Monday, October 8, 2012

THE NEW YORK WORLD'S FAIR



I was reflecting recently on the demise of the world’s fair.  World’s fairs were once held as regularly as the International Olympics and were looked forward to with the same anticipation.
            The only world’s fair I ever attended was the one held in New York in 1964/1965.  The site was Flushing Meadows, New York and it was one of the largest world’s fairs ever to be held in the United States. (The 1939 world’s fair was also held in New York).
            The theme of the 1964/65 fair was "Peace Through Understanding", dedicated to "Man's Achievement on a Shrinking Globe in an Expanding Universe".  This was somewhat ironic since the fair was to come into conflict with the Bureau of International Expositions (BIE), the international body headquartered in Paris that sanctions world's fairs: BIE rules stated that an international exposition could run for one six-month period only, and no rent could be charged to exhibitors. (In order to make a profit, it was decided that the fair had to run two years). Because of this controversy, many European nations, Canada, Australia, and the Soviet Union did not have an exhibit at the fair.
            Controversy aside, the fair was an incredible and most memorable experience. Just ask any baby boomer fortunate enough to be living in or visiting the New York area at the time. I was pretty young, but I have vivid memories of the fair. I confess, though, I had forgotten about several of the exhibits. Some things I remembered, some I had to be reminded of.

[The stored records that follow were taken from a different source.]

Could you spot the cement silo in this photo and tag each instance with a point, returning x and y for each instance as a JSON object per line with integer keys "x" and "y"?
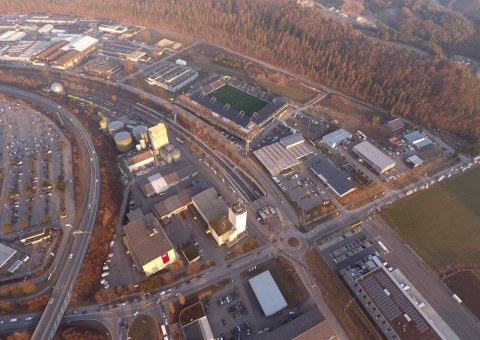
{"x": 104, "y": 123}
{"x": 175, "y": 155}
{"x": 124, "y": 141}
{"x": 116, "y": 126}
{"x": 140, "y": 132}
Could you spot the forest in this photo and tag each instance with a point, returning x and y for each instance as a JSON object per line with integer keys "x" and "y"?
{"x": 434, "y": 92}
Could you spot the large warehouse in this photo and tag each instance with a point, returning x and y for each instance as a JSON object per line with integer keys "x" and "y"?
{"x": 336, "y": 138}
{"x": 268, "y": 295}
{"x": 6, "y": 254}
{"x": 373, "y": 156}
{"x": 330, "y": 175}
{"x": 148, "y": 244}
{"x": 284, "y": 154}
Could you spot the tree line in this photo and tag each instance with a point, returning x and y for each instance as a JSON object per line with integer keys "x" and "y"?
{"x": 432, "y": 91}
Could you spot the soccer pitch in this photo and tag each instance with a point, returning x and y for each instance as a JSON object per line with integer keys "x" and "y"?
{"x": 238, "y": 100}
{"x": 442, "y": 223}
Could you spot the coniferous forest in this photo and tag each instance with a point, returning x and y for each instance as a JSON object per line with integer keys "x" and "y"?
{"x": 435, "y": 92}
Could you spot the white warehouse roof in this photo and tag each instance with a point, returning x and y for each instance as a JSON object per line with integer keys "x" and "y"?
{"x": 334, "y": 138}
{"x": 268, "y": 295}
{"x": 374, "y": 156}
{"x": 5, "y": 253}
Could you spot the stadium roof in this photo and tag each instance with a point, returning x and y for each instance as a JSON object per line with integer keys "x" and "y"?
{"x": 374, "y": 156}
{"x": 268, "y": 295}
{"x": 210, "y": 204}
{"x": 332, "y": 139}
{"x": 242, "y": 120}
{"x": 147, "y": 239}
{"x": 418, "y": 139}
{"x": 5, "y": 253}
{"x": 276, "y": 158}
{"x": 336, "y": 179}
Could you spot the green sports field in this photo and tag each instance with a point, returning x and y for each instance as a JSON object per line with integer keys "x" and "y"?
{"x": 238, "y": 100}
{"x": 443, "y": 223}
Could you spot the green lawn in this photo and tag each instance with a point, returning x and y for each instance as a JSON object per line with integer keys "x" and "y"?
{"x": 238, "y": 100}
{"x": 442, "y": 223}
{"x": 143, "y": 327}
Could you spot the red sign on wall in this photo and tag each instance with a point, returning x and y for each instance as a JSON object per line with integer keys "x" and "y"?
{"x": 165, "y": 258}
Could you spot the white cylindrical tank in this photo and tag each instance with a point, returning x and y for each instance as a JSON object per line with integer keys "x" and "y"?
{"x": 140, "y": 132}
{"x": 175, "y": 155}
{"x": 56, "y": 87}
{"x": 116, "y": 126}
{"x": 124, "y": 141}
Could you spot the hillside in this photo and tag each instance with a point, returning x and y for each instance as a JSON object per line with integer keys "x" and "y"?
{"x": 434, "y": 92}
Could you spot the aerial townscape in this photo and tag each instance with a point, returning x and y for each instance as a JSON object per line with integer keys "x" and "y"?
{"x": 264, "y": 169}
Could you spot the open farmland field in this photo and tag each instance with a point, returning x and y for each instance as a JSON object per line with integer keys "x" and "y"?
{"x": 238, "y": 100}
{"x": 442, "y": 223}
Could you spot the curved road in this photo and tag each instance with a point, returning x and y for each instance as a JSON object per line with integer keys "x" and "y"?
{"x": 60, "y": 297}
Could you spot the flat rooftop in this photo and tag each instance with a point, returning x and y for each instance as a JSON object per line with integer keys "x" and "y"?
{"x": 336, "y": 179}
{"x": 210, "y": 204}
{"x": 147, "y": 239}
{"x": 267, "y": 292}
{"x": 276, "y": 157}
{"x": 5, "y": 253}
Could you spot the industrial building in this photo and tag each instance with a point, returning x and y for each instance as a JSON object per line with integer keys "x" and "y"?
{"x": 172, "y": 205}
{"x": 268, "y": 294}
{"x": 336, "y": 138}
{"x": 374, "y": 157}
{"x": 149, "y": 245}
{"x": 395, "y": 124}
{"x": 386, "y": 301}
{"x": 335, "y": 179}
{"x": 6, "y": 254}
{"x": 121, "y": 50}
{"x": 226, "y": 224}
{"x": 140, "y": 160}
{"x": 194, "y": 323}
{"x": 66, "y": 53}
{"x": 102, "y": 66}
{"x": 158, "y": 183}
{"x": 284, "y": 154}
{"x": 35, "y": 236}
{"x": 418, "y": 140}
{"x": 158, "y": 137}
{"x": 415, "y": 161}
{"x": 172, "y": 77}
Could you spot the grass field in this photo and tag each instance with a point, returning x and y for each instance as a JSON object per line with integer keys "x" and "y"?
{"x": 238, "y": 100}
{"x": 442, "y": 223}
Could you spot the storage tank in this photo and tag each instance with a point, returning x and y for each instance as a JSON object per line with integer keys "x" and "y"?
{"x": 169, "y": 147}
{"x": 104, "y": 124}
{"x": 124, "y": 141}
{"x": 175, "y": 155}
{"x": 116, "y": 126}
{"x": 140, "y": 132}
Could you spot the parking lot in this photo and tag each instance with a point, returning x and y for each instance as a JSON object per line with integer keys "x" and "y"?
{"x": 36, "y": 163}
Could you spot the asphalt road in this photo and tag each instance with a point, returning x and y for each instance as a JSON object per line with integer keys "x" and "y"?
{"x": 53, "y": 313}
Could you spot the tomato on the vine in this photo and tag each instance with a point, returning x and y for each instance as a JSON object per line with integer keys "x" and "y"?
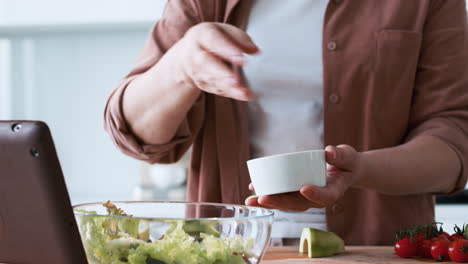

.  The 12-story high, stainless-steel model of the earth called the Unisphere.
.  Getting off the subway station and seeing the fair to the right and Shea Stadium to the left.
.  My first taste of Belgium waffles.
.  My first viewing of “La Pieta” (I saw this again years later when visiting the Vatican).
.  The Clairol Pavillion: (one of my favorites) Women only were permitted in this exhibit. A round glass structure called the “Clairol Color Carousel” had 40 private booths which rotated on a slowly circling turntable. “During a six minute ride in one of the compartments, each of our visitors will be given a complete hair-coloring analysis. Special devices on the Carousel’s steps will show “the ladies” how they would look in various hair shades and styles”.
.  "Dinoland", sponsored by Sinclair Oil, featured life-size replicas of nine different dinosaurs.
.  Futurama: a show in which visitors, seated in moving chairs, glided past elaborately detailed miniature 3D model scenery showing what life might be like in the "near-future"
.  IBM ran a program to look up what happened on a particular date that a person wrote down—for many visitors, this was their first hands-on interaction with a computer.

            The fair also is remembered as the venue Walt Disney used to design and perfect his system of "Audio-Animatronics", in which a combination of electromechanical actuators and computers controls the movement of lifelike robots to act out scenes. (From this came the idea for Ira Levin’s “Stepford Wives”.)
            Some Disney exhibits:
.  At the Illinois pavilion, a lifelike President Abraham Lincoln, recited his famous speeches in "Great Moments with Mr. Lincoln".
.  In "Pepsi Presents Walt Disney's 'It's a small world' - a Salute to UNICEF and the World's Children" at the Pepsi pavilion, animated dolls and animals frolicked in a spirit of international unity accompanying a boat ride around the world. The song was written by the Sherman Brothers.
            (Both of these exhibits would eventually find their way to Disneyland).
            So why no world’s fair any longer?
            The world’s fair presented visions of the distant future: electronic gizmos and appliances that might some day become reality.
            Nowadays, the speed at which one technology replaces another is so great that an exhibit would become obsolete before it opened.
            Those who have visited the New York World’s Fair should consider themselves lucky to have done so.

1 comment:

  1. Wonderful article. I was there.... My mom went into labor 2+ months early after climbing to the top of one of the attractions. If our personalities have anything to do with the day we are born..... I owe mine to the 1964 worlds fair.